ZÜRICH - Wer der attraktiven Besnike I. (23) unangenehm auffällt, muss sich vorsehen. Die junge Frau kann sehr rabiat werden. Jetzt wurde sie verurteilt.
Hassan J. (24) musste dies schmerzlich erfahren. Die schöne Besnike hatte ihn verdächtigt, ihre Handtasche geklaut zu haben. Sofort nahm die Mazedonierin mit ihren Kollegen Onur Y. (20) und Driton R. (23) die Verfolgung auf. Nach wenigen Metern hatte das Trio den vermeintlichen Dieb bei der Zürcher Langstrasse bereits gestellt. Es kam zu einer Schlägerei.
Dabei schlug die rabiate Schöne Hassan J. eine Wodkaflasche so über den Kopf, dass diese zu Bruch ging. Ihre beiden Kollegen traten gemäss Augenzeugen mit den Schuhen auf den Wehrlosen ein.
Zu guter Letzt zog Besnike dem Opfer die zerbrochene Flasche über die Wange. Dies bestritt Besnike, die sich adrett gestylt wie zum Ausgang heute Vormittag dem Zürcher Bezirksgericht präsentierte. Schwarze Hose, beige Bluse und gepflegte, halblange brünette Haare. Ein Badezimmer war Besnike dafür nicht zur Verfügung gestanden. Sie muss wohl mit einem Spiegelchen in ihrer Zelle im Zürcher Bezirksgefängnis vorliebgenommen haben.

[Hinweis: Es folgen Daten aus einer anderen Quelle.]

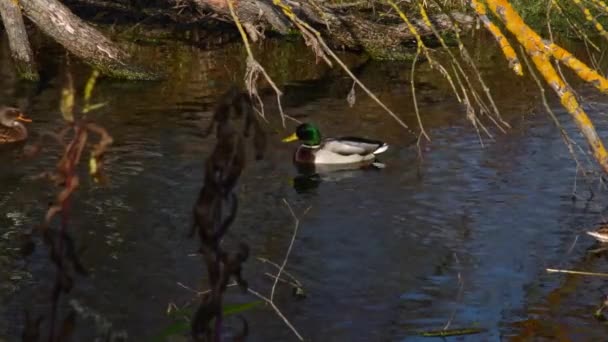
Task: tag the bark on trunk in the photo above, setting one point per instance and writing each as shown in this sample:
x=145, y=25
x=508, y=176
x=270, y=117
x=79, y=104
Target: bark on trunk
x=82, y=40
x=342, y=30
x=18, y=42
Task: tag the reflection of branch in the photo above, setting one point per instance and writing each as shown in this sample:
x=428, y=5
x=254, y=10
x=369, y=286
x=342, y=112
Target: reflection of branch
x=293, y=237
x=264, y=260
x=270, y=299
x=258, y=295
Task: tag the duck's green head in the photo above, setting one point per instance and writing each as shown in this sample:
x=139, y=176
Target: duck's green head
x=307, y=133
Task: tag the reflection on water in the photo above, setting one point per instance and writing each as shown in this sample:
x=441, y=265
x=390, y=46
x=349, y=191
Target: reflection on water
x=460, y=231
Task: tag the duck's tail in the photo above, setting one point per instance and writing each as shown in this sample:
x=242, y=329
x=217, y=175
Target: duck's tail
x=599, y=236
x=381, y=149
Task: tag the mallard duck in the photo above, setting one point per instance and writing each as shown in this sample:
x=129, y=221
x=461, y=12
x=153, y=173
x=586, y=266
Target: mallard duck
x=600, y=234
x=11, y=128
x=344, y=150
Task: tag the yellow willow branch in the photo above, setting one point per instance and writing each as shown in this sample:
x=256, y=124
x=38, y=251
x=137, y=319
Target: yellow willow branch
x=434, y=64
x=579, y=31
x=502, y=41
x=539, y=53
x=581, y=69
x=601, y=5
x=590, y=18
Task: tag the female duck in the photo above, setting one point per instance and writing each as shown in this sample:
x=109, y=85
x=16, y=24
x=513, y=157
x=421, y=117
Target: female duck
x=11, y=128
x=344, y=150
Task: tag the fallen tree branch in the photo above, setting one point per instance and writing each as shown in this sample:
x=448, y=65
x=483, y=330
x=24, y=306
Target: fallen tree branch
x=82, y=40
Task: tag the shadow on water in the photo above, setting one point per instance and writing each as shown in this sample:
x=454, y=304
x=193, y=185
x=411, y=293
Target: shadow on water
x=447, y=231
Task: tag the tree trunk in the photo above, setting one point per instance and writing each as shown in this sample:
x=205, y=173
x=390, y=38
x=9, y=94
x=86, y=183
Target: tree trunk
x=82, y=40
x=19, y=44
x=341, y=30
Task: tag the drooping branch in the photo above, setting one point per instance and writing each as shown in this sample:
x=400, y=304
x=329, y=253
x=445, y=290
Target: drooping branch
x=18, y=41
x=342, y=30
x=541, y=53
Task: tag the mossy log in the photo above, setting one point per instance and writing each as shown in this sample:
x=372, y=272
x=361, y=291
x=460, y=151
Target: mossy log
x=21, y=52
x=81, y=39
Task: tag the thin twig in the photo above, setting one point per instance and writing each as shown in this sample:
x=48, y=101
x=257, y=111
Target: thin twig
x=266, y=261
x=257, y=294
x=293, y=238
x=553, y=270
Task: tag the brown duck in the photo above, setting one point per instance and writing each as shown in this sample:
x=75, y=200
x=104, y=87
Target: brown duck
x=11, y=127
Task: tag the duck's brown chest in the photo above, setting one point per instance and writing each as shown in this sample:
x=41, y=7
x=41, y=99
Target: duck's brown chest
x=9, y=135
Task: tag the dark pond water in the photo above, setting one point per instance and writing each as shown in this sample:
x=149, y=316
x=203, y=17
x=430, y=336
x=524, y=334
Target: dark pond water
x=462, y=237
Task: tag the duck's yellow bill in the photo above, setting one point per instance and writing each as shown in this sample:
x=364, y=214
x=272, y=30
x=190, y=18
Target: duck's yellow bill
x=292, y=137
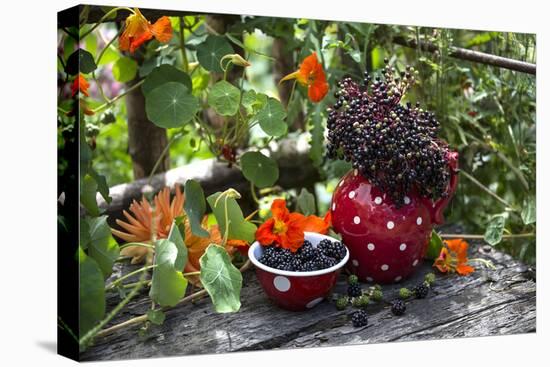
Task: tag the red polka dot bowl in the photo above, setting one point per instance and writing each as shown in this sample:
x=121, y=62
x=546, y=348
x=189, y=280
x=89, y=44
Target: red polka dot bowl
x=296, y=290
x=386, y=243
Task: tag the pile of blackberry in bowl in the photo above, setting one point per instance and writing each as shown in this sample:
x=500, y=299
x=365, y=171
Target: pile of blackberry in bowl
x=394, y=145
x=326, y=254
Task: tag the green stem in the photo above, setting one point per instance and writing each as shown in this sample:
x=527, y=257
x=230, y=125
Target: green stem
x=184, y=60
x=191, y=273
x=129, y=244
x=103, y=18
x=126, y=276
x=85, y=340
x=105, y=105
x=162, y=154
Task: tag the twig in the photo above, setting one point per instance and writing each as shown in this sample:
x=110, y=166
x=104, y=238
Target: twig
x=470, y=55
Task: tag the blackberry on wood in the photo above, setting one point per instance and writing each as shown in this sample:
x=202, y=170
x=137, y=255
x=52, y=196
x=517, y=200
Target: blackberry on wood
x=354, y=290
x=421, y=290
x=359, y=318
x=398, y=307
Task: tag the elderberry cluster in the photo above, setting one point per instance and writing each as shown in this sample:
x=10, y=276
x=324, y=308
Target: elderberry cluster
x=394, y=146
x=308, y=257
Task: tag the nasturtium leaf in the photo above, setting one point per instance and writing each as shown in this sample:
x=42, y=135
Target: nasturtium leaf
x=102, y=186
x=85, y=237
x=80, y=61
x=195, y=207
x=305, y=202
x=495, y=229
x=262, y=171
x=170, y=105
x=168, y=284
x=224, y=98
x=101, y=246
x=529, y=212
x=253, y=101
x=239, y=229
x=91, y=292
x=271, y=118
x=163, y=74
x=175, y=236
x=221, y=279
x=434, y=246
x=211, y=51
x=125, y=69
x=156, y=316
x=88, y=190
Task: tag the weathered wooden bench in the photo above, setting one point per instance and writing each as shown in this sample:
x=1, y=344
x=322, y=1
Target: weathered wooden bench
x=488, y=302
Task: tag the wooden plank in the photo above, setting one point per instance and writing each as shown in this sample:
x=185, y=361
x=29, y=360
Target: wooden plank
x=489, y=302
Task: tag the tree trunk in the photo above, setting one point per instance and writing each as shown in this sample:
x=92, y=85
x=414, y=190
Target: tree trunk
x=146, y=141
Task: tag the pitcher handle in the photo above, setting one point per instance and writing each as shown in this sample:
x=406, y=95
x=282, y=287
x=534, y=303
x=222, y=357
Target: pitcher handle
x=440, y=205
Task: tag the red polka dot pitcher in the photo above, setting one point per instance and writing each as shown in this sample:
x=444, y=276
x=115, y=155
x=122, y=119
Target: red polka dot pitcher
x=386, y=243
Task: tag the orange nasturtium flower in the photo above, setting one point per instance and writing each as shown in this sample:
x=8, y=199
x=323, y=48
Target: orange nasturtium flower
x=139, y=30
x=312, y=75
x=285, y=229
x=454, y=258
x=140, y=223
x=80, y=84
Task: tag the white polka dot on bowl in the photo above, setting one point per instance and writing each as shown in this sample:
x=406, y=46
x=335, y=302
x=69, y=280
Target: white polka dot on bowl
x=281, y=283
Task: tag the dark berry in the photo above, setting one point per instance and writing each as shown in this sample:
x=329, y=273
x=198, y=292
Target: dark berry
x=398, y=307
x=334, y=249
x=421, y=290
x=354, y=290
x=359, y=318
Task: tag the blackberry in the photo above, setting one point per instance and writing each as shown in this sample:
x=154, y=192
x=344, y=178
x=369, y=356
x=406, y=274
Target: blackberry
x=398, y=307
x=359, y=318
x=306, y=252
x=342, y=303
x=354, y=290
x=377, y=295
x=352, y=279
x=333, y=249
x=404, y=293
x=429, y=278
x=324, y=262
x=361, y=301
x=421, y=290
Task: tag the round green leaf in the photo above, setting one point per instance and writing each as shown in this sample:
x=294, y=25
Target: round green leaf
x=262, y=171
x=211, y=51
x=163, y=74
x=92, y=292
x=271, y=118
x=224, y=98
x=125, y=69
x=221, y=279
x=168, y=284
x=80, y=61
x=170, y=105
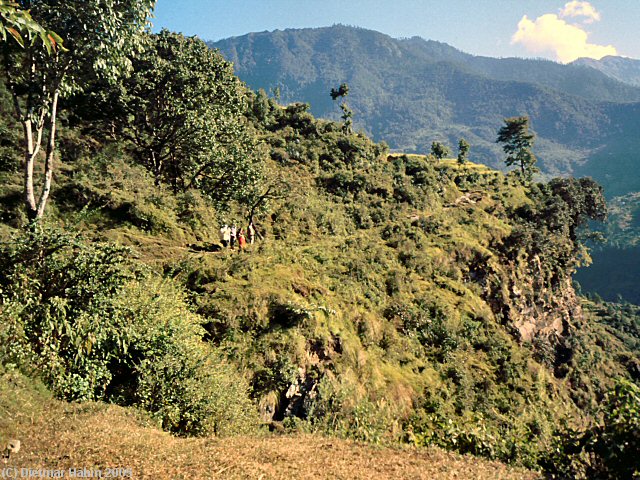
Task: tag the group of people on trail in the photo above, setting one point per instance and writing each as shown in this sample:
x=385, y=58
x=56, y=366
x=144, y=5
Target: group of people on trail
x=230, y=235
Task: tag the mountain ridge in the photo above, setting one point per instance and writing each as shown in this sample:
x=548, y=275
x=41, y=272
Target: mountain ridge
x=410, y=92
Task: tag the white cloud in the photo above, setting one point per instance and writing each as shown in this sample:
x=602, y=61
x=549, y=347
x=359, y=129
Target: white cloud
x=576, y=8
x=550, y=33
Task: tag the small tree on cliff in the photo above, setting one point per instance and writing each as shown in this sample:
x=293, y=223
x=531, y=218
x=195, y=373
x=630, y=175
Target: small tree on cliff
x=463, y=151
x=439, y=150
x=518, y=144
x=347, y=113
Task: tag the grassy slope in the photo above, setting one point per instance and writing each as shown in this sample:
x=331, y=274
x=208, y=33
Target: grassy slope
x=59, y=435
x=340, y=279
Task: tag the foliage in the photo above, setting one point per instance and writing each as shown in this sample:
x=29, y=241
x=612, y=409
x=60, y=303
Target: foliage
x=439, y=150
x=80, y=318
x=463, y=150
x=21, y=26
x=518, y=143
x=182, y=111
x=606, y=450
x=98, y=36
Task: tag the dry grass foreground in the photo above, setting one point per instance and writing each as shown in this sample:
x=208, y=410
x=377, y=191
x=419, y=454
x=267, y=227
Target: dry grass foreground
x=58, y=435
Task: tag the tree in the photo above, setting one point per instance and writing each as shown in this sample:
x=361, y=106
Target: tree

«Ich habe ihm nur einmal die Flasche über den Kopf geschlagen.» Mehr räumte Besinke I., die Kleinkindererzieherin werden will, nicht ein.
Gemäss einem biomechanischen Gutachten des Zürcher Instituts für Rechtsmedizin (IRM) war aber nicht ein Schlag, sondern ein Schneiden für die Gesichtsverletzungen von Hassan J. verantwortlich gewesen. Das Resultat der Attacke ist eine entstellende Narbe auf seiner rechten Wange und eine Gesichtsnervenverletzung.
Staatsanwalt Matthias Stammbach fordert für Besnike wegen versuchter schwerer Körperverletzung eine Freiheitsstrafe von acht Jahren. «Sie hat zahllose Unwahrheiten gesagt und alles bagatellisiert. Sie benützte die Wodka-Flasche als Ventil ihrer Emotionen.»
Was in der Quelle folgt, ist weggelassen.